In deze zaak gaat het om een hoger beroep van de man tegen een beschikking van de rechtbank Amsterdam inzake kinderalimentatie en partneralimentatie na de echtscheiding van partijen. Partijen zijn in 1997 in Egypte gehuwd en hebben twee kinderen. De echtscheiding is op 14 augustus 2019 ingeschreven. De rechtbank had eerder bepaald dat de man kinderalimentatie van € 260,- per kind per maand en partneralimentatie van € 1.500,- per maand moest betalen. In de bestreden beschikking is de kinderalimentatie verlaagd naar € 252,- per kind per maand, met ingang van 16 november 2017, en de partneralimentatie is vastgesteld op € 606,- per maand. De man is in hoger beroep gekomen en verzoekt de alimentatie te verlagen, terwijl de vrouw verzoekt om de man niet-ontvankelijk te verklaren in zijn hoger beroep.
Het hof heeft de ontvankelijkheid van de man beoordeeld en geconcludeerd dat hij in zijn hoger beroep kan worden ontvangen. Het hof heeft de financiële situatie van de man en de vrouw onderzocht, inclusief de draagkracht van de man, die in loondienst is getreden na een periode van bijstandsverlening. Het hof heeft vastgesteld dat de man voldoende draagkracht heeft om de kinderalimentatie te voldoen, maar dat de behoefte van de kinderen en de vrouw niet volledig kan worden gedekt door de beschikbare draagkracht. De man heeft onvoldoende onderbouwd dat hij niet in staat is om de alimentatie te betalen.

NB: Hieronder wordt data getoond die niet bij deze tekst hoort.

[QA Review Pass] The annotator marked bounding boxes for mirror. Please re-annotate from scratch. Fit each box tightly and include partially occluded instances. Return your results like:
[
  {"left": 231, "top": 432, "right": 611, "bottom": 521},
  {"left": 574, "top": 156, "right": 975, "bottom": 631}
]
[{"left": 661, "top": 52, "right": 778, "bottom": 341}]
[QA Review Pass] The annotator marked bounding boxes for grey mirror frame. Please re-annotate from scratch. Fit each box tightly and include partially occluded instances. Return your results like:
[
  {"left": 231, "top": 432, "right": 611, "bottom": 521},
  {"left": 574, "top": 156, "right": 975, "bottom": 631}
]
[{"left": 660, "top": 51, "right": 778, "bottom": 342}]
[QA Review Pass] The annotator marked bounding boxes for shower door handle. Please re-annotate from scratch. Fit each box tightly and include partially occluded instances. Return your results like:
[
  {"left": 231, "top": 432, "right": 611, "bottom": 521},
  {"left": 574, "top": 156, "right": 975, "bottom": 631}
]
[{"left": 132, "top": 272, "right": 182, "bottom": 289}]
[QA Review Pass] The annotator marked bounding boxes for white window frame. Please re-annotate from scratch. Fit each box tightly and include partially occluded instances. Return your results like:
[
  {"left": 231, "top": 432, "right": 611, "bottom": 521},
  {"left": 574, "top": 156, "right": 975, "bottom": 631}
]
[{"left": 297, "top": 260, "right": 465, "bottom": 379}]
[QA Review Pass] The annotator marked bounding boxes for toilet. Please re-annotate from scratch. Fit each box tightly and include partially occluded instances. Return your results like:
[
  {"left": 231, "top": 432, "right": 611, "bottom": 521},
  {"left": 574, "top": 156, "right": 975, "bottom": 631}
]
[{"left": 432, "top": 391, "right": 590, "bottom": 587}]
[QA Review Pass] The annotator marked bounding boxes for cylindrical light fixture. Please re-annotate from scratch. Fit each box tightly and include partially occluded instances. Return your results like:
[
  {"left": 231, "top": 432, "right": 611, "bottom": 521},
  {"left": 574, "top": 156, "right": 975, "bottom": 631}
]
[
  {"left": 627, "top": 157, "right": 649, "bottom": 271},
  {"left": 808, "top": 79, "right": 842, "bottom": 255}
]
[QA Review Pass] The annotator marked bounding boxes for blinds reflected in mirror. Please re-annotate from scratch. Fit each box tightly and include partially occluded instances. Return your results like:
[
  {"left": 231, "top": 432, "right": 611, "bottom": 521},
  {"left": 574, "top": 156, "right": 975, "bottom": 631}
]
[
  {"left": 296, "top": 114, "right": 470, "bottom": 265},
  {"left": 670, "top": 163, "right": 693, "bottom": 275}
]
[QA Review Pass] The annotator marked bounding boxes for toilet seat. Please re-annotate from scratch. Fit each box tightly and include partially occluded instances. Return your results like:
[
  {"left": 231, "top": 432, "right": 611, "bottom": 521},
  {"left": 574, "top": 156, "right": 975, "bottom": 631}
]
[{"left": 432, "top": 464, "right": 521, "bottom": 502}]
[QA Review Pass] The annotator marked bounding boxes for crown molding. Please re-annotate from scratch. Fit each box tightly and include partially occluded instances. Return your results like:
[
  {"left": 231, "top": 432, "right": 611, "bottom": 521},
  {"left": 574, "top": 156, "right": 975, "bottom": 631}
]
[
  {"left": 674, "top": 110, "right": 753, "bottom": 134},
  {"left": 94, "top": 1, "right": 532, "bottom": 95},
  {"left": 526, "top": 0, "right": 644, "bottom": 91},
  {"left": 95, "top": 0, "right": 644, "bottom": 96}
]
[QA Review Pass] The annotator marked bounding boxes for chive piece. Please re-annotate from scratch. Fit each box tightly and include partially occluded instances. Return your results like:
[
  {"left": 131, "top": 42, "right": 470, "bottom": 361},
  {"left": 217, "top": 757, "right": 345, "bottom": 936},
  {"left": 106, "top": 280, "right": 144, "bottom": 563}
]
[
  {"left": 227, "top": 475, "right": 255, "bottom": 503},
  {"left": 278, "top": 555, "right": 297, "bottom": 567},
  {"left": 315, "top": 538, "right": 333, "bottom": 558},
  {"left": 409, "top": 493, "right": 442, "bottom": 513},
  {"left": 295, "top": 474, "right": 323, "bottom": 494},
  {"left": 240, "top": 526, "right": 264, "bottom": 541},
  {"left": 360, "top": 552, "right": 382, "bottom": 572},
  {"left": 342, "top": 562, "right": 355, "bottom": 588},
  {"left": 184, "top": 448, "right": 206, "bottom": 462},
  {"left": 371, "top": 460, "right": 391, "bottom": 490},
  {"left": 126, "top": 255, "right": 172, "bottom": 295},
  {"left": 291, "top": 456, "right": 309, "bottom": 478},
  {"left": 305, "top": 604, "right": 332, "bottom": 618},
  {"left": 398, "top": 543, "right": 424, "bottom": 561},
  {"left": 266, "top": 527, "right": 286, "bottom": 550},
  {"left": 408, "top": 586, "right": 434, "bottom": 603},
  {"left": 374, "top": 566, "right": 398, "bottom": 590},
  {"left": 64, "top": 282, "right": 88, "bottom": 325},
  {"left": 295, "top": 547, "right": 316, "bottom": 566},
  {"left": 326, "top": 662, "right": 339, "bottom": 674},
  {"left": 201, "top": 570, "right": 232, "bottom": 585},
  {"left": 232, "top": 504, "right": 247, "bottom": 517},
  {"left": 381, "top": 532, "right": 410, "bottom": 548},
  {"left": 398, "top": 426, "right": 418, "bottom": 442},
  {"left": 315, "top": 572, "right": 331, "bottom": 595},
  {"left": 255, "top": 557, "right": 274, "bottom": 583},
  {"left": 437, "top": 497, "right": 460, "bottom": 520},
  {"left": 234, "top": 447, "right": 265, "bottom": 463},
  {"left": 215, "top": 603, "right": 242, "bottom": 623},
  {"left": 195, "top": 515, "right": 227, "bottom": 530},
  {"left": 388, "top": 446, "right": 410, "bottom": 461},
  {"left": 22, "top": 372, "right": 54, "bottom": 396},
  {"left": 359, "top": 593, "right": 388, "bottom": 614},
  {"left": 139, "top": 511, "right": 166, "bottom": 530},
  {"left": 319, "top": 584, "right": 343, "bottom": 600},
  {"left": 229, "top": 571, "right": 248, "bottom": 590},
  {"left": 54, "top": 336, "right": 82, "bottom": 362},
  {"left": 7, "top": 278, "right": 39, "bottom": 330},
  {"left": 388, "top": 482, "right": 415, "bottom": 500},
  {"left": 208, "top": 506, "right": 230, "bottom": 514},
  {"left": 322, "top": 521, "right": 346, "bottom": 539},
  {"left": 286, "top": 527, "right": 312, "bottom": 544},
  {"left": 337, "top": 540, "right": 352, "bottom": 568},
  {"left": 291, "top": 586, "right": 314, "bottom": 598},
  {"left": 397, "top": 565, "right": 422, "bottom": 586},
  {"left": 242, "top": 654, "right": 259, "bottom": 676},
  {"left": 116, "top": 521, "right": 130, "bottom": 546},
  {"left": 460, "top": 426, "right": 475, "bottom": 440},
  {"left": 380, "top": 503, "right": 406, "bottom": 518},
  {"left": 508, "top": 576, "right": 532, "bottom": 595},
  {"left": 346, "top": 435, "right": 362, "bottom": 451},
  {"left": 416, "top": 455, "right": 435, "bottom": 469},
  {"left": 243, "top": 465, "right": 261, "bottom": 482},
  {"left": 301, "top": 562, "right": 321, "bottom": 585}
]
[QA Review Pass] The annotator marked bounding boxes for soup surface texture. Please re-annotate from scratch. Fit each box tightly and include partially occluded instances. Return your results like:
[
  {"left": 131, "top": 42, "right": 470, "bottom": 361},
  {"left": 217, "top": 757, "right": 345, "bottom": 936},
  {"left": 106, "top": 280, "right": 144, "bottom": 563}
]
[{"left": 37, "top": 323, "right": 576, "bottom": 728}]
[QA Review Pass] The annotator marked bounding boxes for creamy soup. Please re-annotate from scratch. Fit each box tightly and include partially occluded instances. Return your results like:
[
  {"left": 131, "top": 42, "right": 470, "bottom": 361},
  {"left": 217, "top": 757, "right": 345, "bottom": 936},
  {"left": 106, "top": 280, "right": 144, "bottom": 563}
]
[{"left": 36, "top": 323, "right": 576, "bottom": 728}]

De beslissing van het hof is dat de bestreden beschikking voor een deel wordt bekrachtigd en voor een deel wordt vernietigd. De man moet € 252,- per kind per maand betalen over de periode van 23 januari 2018 tot 1 september 2020, en € 127,- per kind per maand met ingang van 1 september 2020. De partneralimentatie wordt vastgesteld op € 83,- per maand met ingang van 1 september 2020. Het verzoek van de man om de verdeling van schulden te herzien wordt afgewezen.